Dank Einbruchs in den italienischen Enigma Schlüssel waren die Briten über den Vorstoß informiert. Alle durch ULTRA ermittelten Aufklärungsergebnisse mussten sorgsam getarnt werden, damit der Gegner nicht auf die Quelle tippen und entsprechende Vorkehrungen hätte treffen können. Tatsächlich glaubten die Achsenmächte bis zum Kriegsende, dass Enigma nicht entschlüsselt werden konnte. Es musste also immer eine andere plausible Erklärung bereitgehalten werden. In diesem Falle schickte man ein Flugboot zur „zufälligen" Entdeckung des in See stehenden Flottenverbandes.


Zusammensetzung der britischen Seestreitkräfte

Force A in Alexandria unter dem Kommando von Admiral Cunningham
1. Schlachtschiffverband: HMS Warspite, HMS Barham, HMS Valiant;
Flugzeugträger HMS Formidable;
10. Zerstörerflottille: HMS Jervis, HMS Janus, HMS Mohawk, HMS Nubian

Force C in Alexandria
HMS Stuart, HMS Greyhound, HMS Griffin, HMS Hotspur, HMS Havcock

Force B von Piräus her unter dem Kommando von Vizeadmiral Pridham-Wippell
HMS Orion, HMS Ajax, HMS Gloucester, HMAS Perth
2. Zerstörerflottille: HMS Ilex, HMS Hasty, HMS Hereward, HMS Vendetta

 

 


Das Gefecht der Kreuzer

Auf Befehl Cunninghams verließ Vizeadmiral Pridham-Wippell mit seiner Force B den Hafen von Piräus, um westlich von Kreta aufzuklären und sich dort mit dem von Alexandria kommenden Schlachtgeschwader zu treffen. In der Nähe der Insel Gavros stieß er um 8.30 Uhr auf den Kreuzerverband von Konteradmiral Sansonetti. Das Gefecht wurde auf große Entfernung eröffnet. Da sein Verband den italienischen Kreuzern punkto Bewaffnung unterlegen war, zog sich Pridham-Wippell in südöstlicher Richtung zurück, in der Absicht, den Gegner ins Feuer der anmarschierende Hauptmacht Cunninghams zu locken.

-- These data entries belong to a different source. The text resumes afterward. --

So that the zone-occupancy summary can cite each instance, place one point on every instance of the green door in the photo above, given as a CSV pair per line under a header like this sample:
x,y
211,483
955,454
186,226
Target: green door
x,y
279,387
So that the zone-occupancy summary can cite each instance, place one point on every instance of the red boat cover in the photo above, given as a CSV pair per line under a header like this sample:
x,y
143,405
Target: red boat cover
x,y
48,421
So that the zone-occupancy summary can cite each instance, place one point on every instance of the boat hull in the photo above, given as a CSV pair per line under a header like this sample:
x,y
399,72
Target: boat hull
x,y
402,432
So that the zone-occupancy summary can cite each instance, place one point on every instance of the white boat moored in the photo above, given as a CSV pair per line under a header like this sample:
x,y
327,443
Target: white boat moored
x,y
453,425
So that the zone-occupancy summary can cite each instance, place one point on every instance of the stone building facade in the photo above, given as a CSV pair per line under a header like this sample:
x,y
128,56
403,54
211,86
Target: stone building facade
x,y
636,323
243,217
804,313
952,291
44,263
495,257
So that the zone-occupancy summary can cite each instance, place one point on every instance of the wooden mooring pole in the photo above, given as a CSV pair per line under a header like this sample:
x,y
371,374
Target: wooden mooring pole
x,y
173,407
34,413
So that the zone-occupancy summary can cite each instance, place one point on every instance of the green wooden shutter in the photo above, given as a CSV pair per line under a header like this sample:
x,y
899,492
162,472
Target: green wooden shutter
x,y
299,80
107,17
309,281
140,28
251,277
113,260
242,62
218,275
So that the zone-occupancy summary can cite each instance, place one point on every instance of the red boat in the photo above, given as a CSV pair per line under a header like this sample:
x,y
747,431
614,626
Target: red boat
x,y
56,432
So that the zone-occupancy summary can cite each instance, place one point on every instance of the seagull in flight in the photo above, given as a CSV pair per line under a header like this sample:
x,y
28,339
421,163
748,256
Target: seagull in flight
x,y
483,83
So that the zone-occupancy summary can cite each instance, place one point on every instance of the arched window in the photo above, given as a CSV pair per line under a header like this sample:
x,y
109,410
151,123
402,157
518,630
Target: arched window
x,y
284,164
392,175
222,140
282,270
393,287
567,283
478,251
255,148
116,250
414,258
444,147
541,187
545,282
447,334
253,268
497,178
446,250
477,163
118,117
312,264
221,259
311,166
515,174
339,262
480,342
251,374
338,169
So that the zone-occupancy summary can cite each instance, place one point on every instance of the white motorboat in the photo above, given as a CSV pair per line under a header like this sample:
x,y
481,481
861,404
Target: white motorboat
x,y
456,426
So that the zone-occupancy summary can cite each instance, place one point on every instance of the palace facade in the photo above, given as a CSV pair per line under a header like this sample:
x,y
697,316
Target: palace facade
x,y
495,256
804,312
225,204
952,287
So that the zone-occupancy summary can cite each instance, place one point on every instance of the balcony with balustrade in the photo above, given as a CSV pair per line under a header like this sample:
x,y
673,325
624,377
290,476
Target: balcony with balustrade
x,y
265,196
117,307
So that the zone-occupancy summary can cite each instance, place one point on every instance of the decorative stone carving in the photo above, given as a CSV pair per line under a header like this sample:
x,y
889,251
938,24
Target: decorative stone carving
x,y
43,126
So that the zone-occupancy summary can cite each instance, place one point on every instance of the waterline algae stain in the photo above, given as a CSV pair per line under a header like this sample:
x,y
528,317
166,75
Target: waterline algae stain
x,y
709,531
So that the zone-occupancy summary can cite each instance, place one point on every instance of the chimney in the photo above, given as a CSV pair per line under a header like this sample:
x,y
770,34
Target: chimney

Weil das Überraschungsmoment misslungen war, und die deutsche Luftunterstützung ausblieb, entschloss sich Admiral Iachino gegen Mittag zum Rückzug. Cattaneo versuchte nun seinerseits, die Briten vor die Rohre der schweren Einheiten zu ziehen.


Die Luftangriffe

Da zwischen den sich zurückziehenden Italienern und den sie verfolgenden Briten eine Distanz von 65 Meilen lag, veranlasste Cunningham einen Luftangriff, um den Feind zu stoppen oder mindestens zu verlangsamen. Den Swordfish Torpedoflugzeugen der HMS Formidable gelang es um 15.00 Uhr, die Geschwindigkeit der Vittorio Veneto vorübergehend herabzusetzen. Um 18.30 Uhr erfolgte ein weiterer Angriff mit Flugzeugen von Kreta her und vom Flugzeugträger HMS Formidable. Der Schwere Kreuzer Pola wurde getroffen und blieb bewegungslos liegen. Admiral Iachino befahl Teilen der 1. Division umzukehren und der Pola beizustehen. Er selbst zog sich in der Folge unbehelligt weiter nach Nordwesten zurück.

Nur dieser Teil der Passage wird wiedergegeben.